Unless you’re a woman.
* * *
“She’s in here?” I heard a woman’s voice say from the front room.
We’d been sitting in Florence’s kitchen for nearly half an hour by then, and I’d told them about Maida’s strange, middle-of-the-night phone call. Quietly leaning against the sink, Officer Jaylynn was taking in every word. Soon, her Chief would be up in my face wanting to know why I hadn’t told him I had evidence when he’d seen me earlier.
We all turned to the sound of the woman’s voice and saw Carmen Rosewood coming down the hall from the living room.
Without any kind of greeting, she sat down at the little square table, looked at me and said, “Why didn’t you help her last night when she called you?”

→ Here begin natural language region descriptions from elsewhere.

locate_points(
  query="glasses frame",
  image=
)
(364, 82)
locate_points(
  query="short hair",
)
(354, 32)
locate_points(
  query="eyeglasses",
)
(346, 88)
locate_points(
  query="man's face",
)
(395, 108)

Suddenly on the defensive, I found myself making excuses: Maida had never explained exactly what she wanted from me; it didn’t sound like anything really serious was going on; I actually did spend an hour on the phone with her in the chill of the night, perched uncomfortably at the top of the stairs; what else should I have done?

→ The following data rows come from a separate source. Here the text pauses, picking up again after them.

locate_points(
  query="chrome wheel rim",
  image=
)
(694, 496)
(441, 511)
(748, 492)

By the time I stopped, Carmen had already backed down a little, and I asked her, “How did you know she called me?”
“Because as soon as she got done talking to you, she called me. When I heard how frazzled she was, I said to just hold on, I was coming right over. I guess I couldn’t expect the same from somebody she’d only known for a couple of weeks.”
I understood that she was just trying to work it all out, not accusing me of anything, but I was already full of my own recriminations so it didn’t make me feel any better.
“What time did she call you?” I asked.
“A little after three. But I was only at her house for about ten minutes. By the time I got there, she had calmed down a lot. In fact, she seemed a little ashamed of routing me out of bed like that, and she kept telling me I should go home, she was fine. In fact, she eventually insisted that I go. She said you got her to take a sleeping pill? Anyway, she’d settled down again by the time I left her – she was getting undressed to go to bed – I don’t understand . . . .”
For somebody who had never stopped rebelling against her mother, Carmen seemed devastated.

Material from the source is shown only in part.